Beyond nominally sharing the same engine, the 458 also shares its paddle-shifted dual-clutch transmission (DCT) with the California. Sort of. Like the engine, the F1-inspired DCT has been tweaked into an entirely different beast for the Italia, tuning the gearbox into a coiled spring of perfection. The shifts are spotless, instant. The Italia is also the first Ferrari to be designed exclusively with a DCT gearbox in mind — there will be no manual available. Sadly, this heralds the future of Ferrari from this point forth. And while purists will groan and whine about the lack of a manual option, statistics show their complaints are baseless. Less than 5% of Ferraris sold in 2009 were manual, a stark evidence of the technology’s obsolescence. And why not? When you have at your fingertips a dual-clutch gearbox as incredibly fast, smooth, and responsive as the Italia’s, why ever take your hands off the wheel to shift a stick.

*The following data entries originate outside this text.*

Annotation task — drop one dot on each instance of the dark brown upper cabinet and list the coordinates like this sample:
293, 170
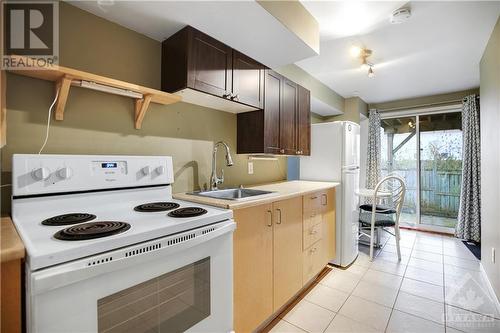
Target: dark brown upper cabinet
303, 121
209, 73
283, 126
248, 80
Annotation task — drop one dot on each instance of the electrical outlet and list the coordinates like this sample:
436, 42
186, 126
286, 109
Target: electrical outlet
250, 168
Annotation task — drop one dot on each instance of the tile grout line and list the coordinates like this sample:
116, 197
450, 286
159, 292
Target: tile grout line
399, 290
350, 294
445, 315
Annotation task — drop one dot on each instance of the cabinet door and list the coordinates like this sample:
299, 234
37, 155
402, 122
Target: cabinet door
328, 215
288, 116
303, 121
253, 267
272, 106
210, 65
287, 250
248, 80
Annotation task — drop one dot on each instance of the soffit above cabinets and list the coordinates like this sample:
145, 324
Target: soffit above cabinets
243, 25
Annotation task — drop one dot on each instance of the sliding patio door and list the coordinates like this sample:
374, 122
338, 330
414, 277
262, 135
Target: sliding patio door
440, 169
426, 150
399, 155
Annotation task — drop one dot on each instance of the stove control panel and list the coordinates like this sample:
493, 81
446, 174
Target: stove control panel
40, 174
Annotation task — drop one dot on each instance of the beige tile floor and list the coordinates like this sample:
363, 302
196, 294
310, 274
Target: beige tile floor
436, 287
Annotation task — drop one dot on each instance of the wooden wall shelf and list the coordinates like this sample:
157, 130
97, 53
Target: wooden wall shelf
63, 77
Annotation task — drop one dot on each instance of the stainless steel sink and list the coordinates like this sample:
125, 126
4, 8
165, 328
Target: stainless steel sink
231, 194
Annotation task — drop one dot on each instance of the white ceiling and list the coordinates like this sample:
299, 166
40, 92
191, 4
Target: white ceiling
243, 25
437, 51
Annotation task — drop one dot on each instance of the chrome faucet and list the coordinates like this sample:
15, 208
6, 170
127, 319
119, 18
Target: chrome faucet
214, 179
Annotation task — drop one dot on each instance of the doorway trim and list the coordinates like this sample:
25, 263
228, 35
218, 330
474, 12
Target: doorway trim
417, 112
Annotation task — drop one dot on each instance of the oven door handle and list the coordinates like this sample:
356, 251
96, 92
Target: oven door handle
65, 274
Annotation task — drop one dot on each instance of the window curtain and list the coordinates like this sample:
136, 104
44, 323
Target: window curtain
469, 215
373, 153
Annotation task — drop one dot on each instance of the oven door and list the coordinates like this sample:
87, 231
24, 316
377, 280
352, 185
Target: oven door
174, 284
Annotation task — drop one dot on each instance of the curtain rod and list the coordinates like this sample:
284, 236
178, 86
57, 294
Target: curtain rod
423, 105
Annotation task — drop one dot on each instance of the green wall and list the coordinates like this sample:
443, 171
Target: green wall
490, 157
318, 89
353, 108
99, 123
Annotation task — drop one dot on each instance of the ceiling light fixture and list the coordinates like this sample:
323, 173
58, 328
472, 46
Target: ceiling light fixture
400, 15
371, 74
355, 51
363, 54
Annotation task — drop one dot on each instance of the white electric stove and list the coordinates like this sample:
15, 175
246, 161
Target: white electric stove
109, 250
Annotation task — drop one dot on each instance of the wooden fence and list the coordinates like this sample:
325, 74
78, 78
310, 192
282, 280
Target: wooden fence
440, 191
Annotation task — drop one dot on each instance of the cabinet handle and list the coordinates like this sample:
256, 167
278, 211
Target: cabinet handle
270, 224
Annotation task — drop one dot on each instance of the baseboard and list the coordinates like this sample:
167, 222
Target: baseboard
489, 287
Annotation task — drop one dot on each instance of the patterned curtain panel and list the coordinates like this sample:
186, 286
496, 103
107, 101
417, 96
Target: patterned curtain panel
469, 215
373, 154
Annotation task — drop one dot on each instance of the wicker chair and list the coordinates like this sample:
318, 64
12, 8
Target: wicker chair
383, 212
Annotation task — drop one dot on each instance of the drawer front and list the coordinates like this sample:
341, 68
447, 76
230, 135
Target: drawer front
313, 261
311, 219
312, 234
315, 202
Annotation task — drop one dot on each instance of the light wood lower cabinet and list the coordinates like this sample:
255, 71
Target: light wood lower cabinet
319, 232
253, 267
287, 250
278, 249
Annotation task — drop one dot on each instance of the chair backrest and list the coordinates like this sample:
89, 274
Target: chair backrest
395, 185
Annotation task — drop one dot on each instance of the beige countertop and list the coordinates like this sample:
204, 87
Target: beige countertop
12, 248
281, 191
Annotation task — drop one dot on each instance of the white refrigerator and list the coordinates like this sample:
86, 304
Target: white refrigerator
335, 157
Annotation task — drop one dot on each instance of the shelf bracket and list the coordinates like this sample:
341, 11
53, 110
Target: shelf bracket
62, 85
141, 106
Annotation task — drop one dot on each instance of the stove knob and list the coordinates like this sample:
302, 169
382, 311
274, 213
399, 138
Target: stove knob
160, 170
146, 170
65, 173
41, 173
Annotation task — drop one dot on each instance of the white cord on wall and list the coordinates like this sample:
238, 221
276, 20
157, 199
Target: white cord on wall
48, 123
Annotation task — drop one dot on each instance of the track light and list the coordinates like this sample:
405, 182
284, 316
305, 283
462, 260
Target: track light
371, 74
355, 51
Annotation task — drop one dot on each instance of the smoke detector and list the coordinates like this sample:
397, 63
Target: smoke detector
400, 15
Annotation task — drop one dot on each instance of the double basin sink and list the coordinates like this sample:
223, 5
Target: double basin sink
231, 194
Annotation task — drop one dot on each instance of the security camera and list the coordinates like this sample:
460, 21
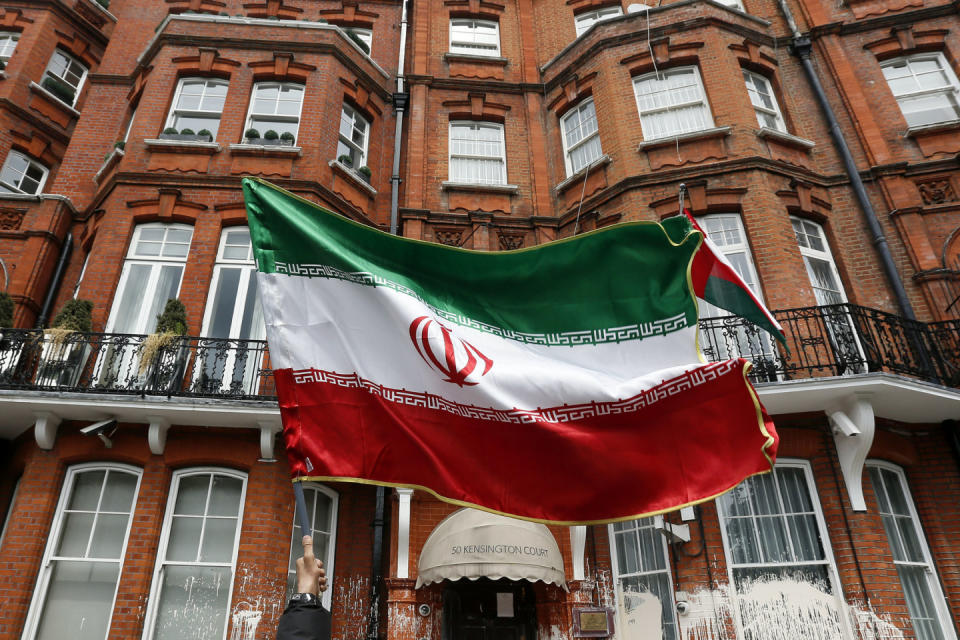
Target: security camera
103, 430
99, 427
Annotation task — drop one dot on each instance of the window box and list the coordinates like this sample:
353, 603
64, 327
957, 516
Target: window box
186, 137
268, 142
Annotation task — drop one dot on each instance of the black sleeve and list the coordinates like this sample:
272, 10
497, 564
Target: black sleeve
304, 622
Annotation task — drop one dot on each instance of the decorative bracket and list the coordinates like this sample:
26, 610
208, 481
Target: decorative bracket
45, 430
403, 533
157, 434
578, 544
853, 426
268, 435
673, 532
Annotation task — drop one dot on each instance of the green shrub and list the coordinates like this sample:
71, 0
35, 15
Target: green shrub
173, 319
6, 310
76, 315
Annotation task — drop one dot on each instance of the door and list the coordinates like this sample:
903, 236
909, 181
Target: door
489, 610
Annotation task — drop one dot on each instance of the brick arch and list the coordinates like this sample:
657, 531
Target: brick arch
207, 62
904, 40
282, 67
666, 53
571, 92
476, 108
168, 206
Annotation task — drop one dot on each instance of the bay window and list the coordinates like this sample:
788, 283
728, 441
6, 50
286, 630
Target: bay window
275, 106
81, 567
64, 77
672, 102
22, 174
928, 611
354, 137
581, 138
641, 570
322, 506
196, 560
764, 101
925, 87
197, 105
474, 37
477, 153
583, 21
779, 557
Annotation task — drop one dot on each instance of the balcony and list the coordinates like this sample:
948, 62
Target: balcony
829, 341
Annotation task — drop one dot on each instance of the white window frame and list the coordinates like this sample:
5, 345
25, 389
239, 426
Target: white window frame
933, 579
568, 149
296, 547
150, 618
71, 61
469, 46
353, 115
477, 124
156, 263
251, 114
8, 44
704, 104
174, 111
32, 163
583, 21
254, 361
829, 561
757, 83
951, 90
46, 566
638, 524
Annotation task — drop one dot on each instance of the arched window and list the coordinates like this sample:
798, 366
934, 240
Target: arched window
322, 506
81, 567
196, 560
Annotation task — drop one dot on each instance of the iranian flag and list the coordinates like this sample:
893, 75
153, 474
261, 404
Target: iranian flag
718, 282
560, 383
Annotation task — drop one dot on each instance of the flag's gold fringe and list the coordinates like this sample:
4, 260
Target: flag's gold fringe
461, 503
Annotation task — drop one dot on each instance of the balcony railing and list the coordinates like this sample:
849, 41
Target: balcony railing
834, 340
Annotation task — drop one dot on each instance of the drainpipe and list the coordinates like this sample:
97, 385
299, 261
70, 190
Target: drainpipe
802, 48
400, 101
65, 252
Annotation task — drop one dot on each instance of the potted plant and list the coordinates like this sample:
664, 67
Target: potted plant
66, 347
60, 89
163, 356
186, 135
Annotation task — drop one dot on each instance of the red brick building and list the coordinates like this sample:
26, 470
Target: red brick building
819, 143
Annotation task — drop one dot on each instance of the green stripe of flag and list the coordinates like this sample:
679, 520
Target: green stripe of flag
625, 275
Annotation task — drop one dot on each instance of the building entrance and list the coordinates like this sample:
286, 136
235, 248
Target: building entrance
486, 609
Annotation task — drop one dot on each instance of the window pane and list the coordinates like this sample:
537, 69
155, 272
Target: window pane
75, 535
79, 601
193, 603
184, 544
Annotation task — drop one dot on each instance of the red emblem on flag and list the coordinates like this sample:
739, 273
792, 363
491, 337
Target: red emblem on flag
452, 356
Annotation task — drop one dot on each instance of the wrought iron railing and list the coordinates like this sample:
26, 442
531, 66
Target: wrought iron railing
833, 340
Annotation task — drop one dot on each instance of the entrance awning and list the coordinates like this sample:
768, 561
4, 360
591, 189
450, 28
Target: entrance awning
474, 544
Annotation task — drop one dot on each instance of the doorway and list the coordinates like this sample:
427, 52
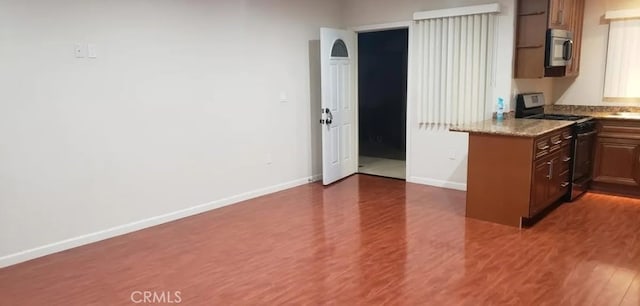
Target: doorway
382, 102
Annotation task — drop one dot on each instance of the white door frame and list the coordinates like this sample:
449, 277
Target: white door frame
376, 28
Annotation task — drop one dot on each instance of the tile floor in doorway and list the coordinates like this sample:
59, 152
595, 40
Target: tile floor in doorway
382, 167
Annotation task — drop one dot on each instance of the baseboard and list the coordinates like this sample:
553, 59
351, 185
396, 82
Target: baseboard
315, 178
59, 246
437, 183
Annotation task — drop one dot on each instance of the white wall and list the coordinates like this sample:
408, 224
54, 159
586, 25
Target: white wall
180, 108
587, 88
439, 157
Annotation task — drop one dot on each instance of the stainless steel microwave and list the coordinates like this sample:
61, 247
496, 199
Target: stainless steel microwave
559, 48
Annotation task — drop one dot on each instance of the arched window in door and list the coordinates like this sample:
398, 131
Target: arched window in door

There are many other leaps in technology involved in the Italia, such as a 30% improvement on emissions due mostly to decreases in internal engine friction. Or its stalk-less steering column, with all controls (blinkers, wipers, high beams, etc) replaced on the wheel itself. Or its direct injection — the first of its kind for a Ferrari V8. But in the end, what is most important to note about the Italia is not the technology it pioneers (as stunning as it is), nor its progress in emissions and mileage (as admirable as they may be). What is most unforgettable about the Italia is its sheer beauty. For the Pininfarina-penned Ferrari 458 is a “tribute to Italy,” as explained by Ferrari Chairman Luca di Montezemolo, and it needs to earn its moniker. It is the Italia, after all, and as good as it looks on printed paper and shining pixel you will not be able to truly grasp its elegance until you see it parked before you. Or better still, until you hear its engine approaching from a quarter-mile away, and then you see it zip by in a Matrix-like internal slow motion shot. Or even better yet, until you see its swooping hood through the windshield, with your hands wrapped tightly around its leather steering wheel, engine roaring triumphantly behind your ears, lined rows of pear and apple trees blurring by you in streaks of white and yellow, and the corners of your mouth touching your ears. Only then will you know the beauty. Viva Italia.